How do you define quality?
I recently received an email from the ISPE. The email asked the following question:
“If the FDA asked you tomorrow, “How do you define quality?” how would you answer? How would you prove your answer? One way to ensure product quality is to define it as an industry, a definition that until now has not been explored.”
Good question, people intuitively know when a product or service is a quality product or service. They can sense it, they can see it, but it is difficult to define it. In Zen and the Art of Motorcycle Maintenance, one definition of quality is that “A person who knows how to fix motorcycles… with Quality… is less likely to run short of friends than one who doesn’t.” I like this definition, but I am not sure how it would fly with the FDA.
I still am an adherent to Edward Deming’s quality principles. Deming’s most basic definition of quality uses the following points:
1. “Quality begins with intent.”
2. “Quality should be aimed at the needs of the consumer, present and future”.
3. Quality translates into “less rework” and “Not so much waste”.
From these points Deming defines quality as the on-going interaction between the product, the customer, and training of the customer. This triangle is a cycle that “continues over and over, with never-ending improvement of quality”.

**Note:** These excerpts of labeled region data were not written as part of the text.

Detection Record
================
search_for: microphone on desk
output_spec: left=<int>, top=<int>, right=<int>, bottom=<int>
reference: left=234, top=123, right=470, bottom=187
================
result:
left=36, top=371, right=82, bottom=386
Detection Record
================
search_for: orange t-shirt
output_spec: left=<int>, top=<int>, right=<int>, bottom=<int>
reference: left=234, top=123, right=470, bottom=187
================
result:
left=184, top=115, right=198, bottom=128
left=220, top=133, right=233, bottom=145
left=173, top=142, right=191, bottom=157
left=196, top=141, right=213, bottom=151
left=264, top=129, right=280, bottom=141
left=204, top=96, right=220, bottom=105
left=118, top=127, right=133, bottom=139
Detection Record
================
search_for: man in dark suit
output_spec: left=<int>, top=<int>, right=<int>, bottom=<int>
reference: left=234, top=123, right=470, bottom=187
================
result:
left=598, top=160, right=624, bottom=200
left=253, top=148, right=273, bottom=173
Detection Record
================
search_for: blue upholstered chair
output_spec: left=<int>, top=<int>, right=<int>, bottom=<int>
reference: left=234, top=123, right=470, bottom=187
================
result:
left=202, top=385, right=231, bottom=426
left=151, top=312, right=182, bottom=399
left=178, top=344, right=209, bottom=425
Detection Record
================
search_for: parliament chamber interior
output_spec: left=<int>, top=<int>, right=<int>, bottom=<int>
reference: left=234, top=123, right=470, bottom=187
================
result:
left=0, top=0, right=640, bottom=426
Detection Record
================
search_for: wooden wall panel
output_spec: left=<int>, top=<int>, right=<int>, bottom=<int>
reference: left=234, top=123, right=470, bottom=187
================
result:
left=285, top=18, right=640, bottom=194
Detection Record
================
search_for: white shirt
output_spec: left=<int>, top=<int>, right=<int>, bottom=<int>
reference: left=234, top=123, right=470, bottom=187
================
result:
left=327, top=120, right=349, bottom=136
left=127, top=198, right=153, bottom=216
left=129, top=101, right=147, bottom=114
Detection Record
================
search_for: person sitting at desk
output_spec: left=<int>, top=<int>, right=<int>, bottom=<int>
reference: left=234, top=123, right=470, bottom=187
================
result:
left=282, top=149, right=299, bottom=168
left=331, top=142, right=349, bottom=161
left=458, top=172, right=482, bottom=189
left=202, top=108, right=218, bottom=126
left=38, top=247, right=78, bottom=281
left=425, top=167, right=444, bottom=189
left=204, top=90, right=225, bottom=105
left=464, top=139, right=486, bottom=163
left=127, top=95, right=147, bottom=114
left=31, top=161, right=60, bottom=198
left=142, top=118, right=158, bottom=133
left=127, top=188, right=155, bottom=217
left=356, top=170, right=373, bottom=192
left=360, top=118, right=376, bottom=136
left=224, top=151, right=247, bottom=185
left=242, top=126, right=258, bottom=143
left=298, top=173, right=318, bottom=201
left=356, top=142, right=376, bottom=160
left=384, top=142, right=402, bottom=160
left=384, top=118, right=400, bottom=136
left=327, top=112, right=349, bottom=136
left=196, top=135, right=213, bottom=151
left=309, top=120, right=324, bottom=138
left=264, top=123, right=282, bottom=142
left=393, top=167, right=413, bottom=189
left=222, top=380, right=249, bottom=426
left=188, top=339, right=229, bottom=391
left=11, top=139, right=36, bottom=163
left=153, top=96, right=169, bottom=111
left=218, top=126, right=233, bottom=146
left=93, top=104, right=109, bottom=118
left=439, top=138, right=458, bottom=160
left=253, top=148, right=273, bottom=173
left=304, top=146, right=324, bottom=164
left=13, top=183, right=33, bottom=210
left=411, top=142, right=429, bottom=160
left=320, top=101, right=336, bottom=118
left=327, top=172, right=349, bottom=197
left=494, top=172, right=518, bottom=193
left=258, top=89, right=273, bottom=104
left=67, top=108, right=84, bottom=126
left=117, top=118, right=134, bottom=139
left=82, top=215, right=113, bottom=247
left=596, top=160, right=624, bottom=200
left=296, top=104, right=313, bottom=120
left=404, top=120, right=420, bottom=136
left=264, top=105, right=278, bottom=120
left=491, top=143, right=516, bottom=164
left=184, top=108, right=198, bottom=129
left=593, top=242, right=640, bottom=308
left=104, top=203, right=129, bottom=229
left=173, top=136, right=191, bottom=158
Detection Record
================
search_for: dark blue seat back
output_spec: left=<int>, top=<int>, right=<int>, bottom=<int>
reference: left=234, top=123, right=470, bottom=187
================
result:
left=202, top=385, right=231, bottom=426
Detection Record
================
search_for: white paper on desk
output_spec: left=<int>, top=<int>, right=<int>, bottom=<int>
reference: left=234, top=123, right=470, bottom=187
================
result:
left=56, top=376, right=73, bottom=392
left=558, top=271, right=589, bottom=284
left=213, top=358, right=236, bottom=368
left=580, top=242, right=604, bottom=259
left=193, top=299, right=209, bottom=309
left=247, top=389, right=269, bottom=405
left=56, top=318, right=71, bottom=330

Although this is from Deming’s 1982 book Out of the Crisis it is more relevant than ever. I would answer the FDA by paraphrasing these principals this way:
I define quality as delivering a product/service to an end user that satisfies that user’s needs.
This seems so simple, but as most things that seem simple, it’s really very complex. The difficulty is in knowing what the end user’s needs are (present & future) and then translating those needs into measurable characteristics.
Mr. Deming elaborates on this theme with his 14 Points of Quality Management. I will explore each of these 14 points in future blog posts.